In the United States, Medicare will cover the expense of AAA screening for those with a family history of AAA or men aged 65-75 years who have ever smoked. Given the age range of the almost 97,000 men selected for these Danish AAA screening studies (65-74 years), it is not surprising that 1% had aortic aneurysm diameters in the 30 mm to 55 mm range. It is highly unlikely that these results were the result of chance, since only the high-intensity statin therapy group benefited, and the results were consistent in sensitivity analyses. Presumably, the mechanism of this beneficial effect is the anti-inflammatory properties of statins, which reduce atherosclerotic aortic disease.
There are limitations to this study to be considered. Each of the studies used different imaging techniques: ultrasound (VIVA) and CT (DANCAVAS). Also, VIVA studied simvastatin 40 mg/day and DANCAVAS studied atorvastatin 40 mg/day. These differences could have affected the results. In addition, over the time course of these two studies, endovascular repair became more prevalent. However, this would bias the study toward more surgical intervention in the statin-exposed group, which would work against the observed protective effects of statins.
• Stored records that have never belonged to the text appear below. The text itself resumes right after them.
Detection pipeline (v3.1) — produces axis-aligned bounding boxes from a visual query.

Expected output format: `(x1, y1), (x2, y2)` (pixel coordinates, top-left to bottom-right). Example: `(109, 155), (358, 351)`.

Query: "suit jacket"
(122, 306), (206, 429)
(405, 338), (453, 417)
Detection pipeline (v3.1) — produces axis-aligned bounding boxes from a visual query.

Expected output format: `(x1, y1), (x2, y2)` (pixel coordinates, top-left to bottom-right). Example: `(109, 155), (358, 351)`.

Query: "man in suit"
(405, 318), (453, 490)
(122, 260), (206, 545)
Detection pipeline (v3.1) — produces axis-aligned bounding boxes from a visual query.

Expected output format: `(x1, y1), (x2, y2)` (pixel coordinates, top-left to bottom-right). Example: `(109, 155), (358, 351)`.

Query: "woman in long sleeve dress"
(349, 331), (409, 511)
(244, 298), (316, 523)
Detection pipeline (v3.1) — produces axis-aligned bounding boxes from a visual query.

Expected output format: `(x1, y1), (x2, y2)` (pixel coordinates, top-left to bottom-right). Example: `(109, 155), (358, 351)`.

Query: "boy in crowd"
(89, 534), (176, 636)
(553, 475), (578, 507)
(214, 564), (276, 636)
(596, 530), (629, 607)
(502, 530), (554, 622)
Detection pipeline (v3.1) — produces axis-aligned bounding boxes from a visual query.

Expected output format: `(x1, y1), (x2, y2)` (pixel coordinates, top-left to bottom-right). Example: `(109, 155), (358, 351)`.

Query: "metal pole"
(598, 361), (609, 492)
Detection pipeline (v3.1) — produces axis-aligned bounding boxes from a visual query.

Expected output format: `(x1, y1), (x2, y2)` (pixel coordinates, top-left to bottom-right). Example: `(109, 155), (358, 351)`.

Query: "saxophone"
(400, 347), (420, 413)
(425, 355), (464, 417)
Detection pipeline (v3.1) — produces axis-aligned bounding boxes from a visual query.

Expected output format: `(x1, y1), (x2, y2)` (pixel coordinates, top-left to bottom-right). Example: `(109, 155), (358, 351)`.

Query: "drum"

These studies only included white men 60-74 years of age and would not necessarily be applicable to other groups and to women. Interestingly, there is a custom in Denmark to stop statins in patients with a limited life expectancy, which could introduce a healthy user bias and would inflate the benefit of statins. Finally, this is an observational study in which residual confounding cannot be totally excluded.
Current guidelines recommend statin use in AAA patients because of their increased risk of atherosclerotic cardiovascular disease. At a minimum, this study reinforces this recommendation.
Michael H. Crawford, MD, is Professor Emeritus of Medicine and Consulting Cardiologist, UCSF Health, San Francisco.